Physio Facts - Healthy Body, Healthy Mind

What with a global pandemic and several national lockdowns, the prevalence of mental health issues has undoubtedly increased over recent years. In fact, the Office of National Statistics reported that a quarter of the adult population in Britain have “experienced some form of depression” during the pandemic so far. Mental health can have a huge impact on our overall wellbeing and it is important to remember that many people suffer with anxiety and depression, whether we’re in the middle of a pandemic or not. It is so important to look after both our physical and mental health and this blog will look at a few ways to help us get started.

As physiotherapists, we often talk about the physical benefits that exercise has on our bodies, but exercise also positively impacts our mental health. Scientifically, as we exercise the brain releases ‘feel-good’ chemicals and hormones (endorphins and serotonin to name a few) that help to dampen the perception of pain and regulate our mood. Put simply, when we move more, our bodies feel better! This doesn’t mean that we have to move all the time – exercise goals should always be achievable and sustainable, so start small and build it up gradually.

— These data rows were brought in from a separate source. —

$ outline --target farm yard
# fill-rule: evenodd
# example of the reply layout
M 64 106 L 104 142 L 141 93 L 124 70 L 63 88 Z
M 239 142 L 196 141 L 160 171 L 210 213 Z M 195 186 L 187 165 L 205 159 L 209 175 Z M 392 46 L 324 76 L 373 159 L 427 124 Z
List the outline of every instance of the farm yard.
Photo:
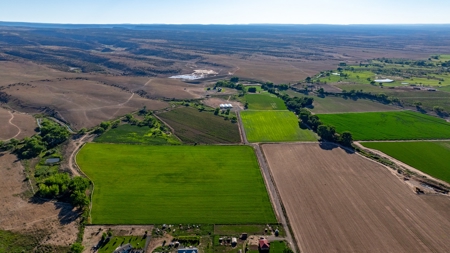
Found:
M 86 144 L 93 224 L 266 224 L 276 218 L 247 146 Z
M 355 140 L 450 139 L 450 123 L 411 111 L 318 114 L 336 131 L 350 131 Z
M 389 169 L 319 144 L 264 144 L 301 252 L 449 252 L 450 221 Z
M 238 125 L 212 112 L 180 107 L 158 114 L 185 143 L 239 143 Z M 230 115 L 231 116 L 231 115 Z
M 290 111 L 242 111 L 241 118 L 249 142 L 317 141 Z
M 450 183 L 450 142 L 362 142 L 435 178 Z
M 268 92 L 260 94 L 249 93 L 244 96 L 243 101 L 248 103 L 249 110 L 287 110 L 282 99 Z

Another really important aspect that can impact our mood and overall mental health is sleep. We’ve all been there after a rubbish night’s sleep when you wake up feeling tired, unmotivated and a bit miserable! Poor sleep and mental health issues are a bit like the chicken and the egg – many studies argue about which one came first as they are closely linked and both impact on one another. Effective sleep gives our bodies time to recover and restore energy cells, preparing us for the next day. There are several ways that we can improve our sleep patterns, for example; reducing screen time, limiting caffeine intake and trying to stick to a wake up and bed time routine.

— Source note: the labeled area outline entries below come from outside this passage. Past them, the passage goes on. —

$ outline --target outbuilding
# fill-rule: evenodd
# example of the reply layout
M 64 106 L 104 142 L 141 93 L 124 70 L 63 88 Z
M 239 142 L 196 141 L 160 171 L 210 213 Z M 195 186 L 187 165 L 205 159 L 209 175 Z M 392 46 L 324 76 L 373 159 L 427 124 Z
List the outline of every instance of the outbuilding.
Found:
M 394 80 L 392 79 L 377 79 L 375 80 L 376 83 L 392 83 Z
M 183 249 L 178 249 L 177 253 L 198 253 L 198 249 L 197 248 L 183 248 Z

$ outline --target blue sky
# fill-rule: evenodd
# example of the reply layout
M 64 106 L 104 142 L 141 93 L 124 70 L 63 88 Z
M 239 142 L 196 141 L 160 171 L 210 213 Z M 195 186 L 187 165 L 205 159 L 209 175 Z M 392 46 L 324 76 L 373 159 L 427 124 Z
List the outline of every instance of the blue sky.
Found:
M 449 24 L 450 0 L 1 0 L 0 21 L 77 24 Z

Having mentioned caffeine intake, it is also important to note that our overall diet can really impact on our mental health. Eating foods that are non-optimal (for example, sweets, biscuits, chocolate) causes our blood sugar levels to rise and fall rapidly, which can make you feel tired and depressed. Whereas eating more optimal foods (for example, fruit, vegetables, protein sources) helps to boost our energy levels and restores amino acids which help to create the chemicals our brains need to regulate our mood. Our diet choices also impact our overall gut health which is closely linked to mood. Ever felt nauseous before an interview or had ‘butterflies’ if you’re excited about something? It is all connected! So in order to try and keep healthy and boost our mood – try and stick to regular meals, eat your five a day fruit and vegetables and limit your sweet treats.

Being in lockdown has meant that we’ve all had more free time than we’re used to and many people have increased their screen time as a form of entertainment. Studies have shown that screen time affects serotonin levels – which as mentioned earlier is one of the hormones needed to help regulate our mood. Screen time also commonly includes time on social media which often only displays positive times in people’s lives - this can make viewers compare themselves and feel unsatisfied with their own life which may exacerbate low mood. We should try to limit our screen time, particularly before bed as this has been shown to obstruct effective sleep due to the stimulating effects.

We should all try to adopt the tips discussed above, however if you are suffering with symptoms of poor mental health, you should seek advice from your GP.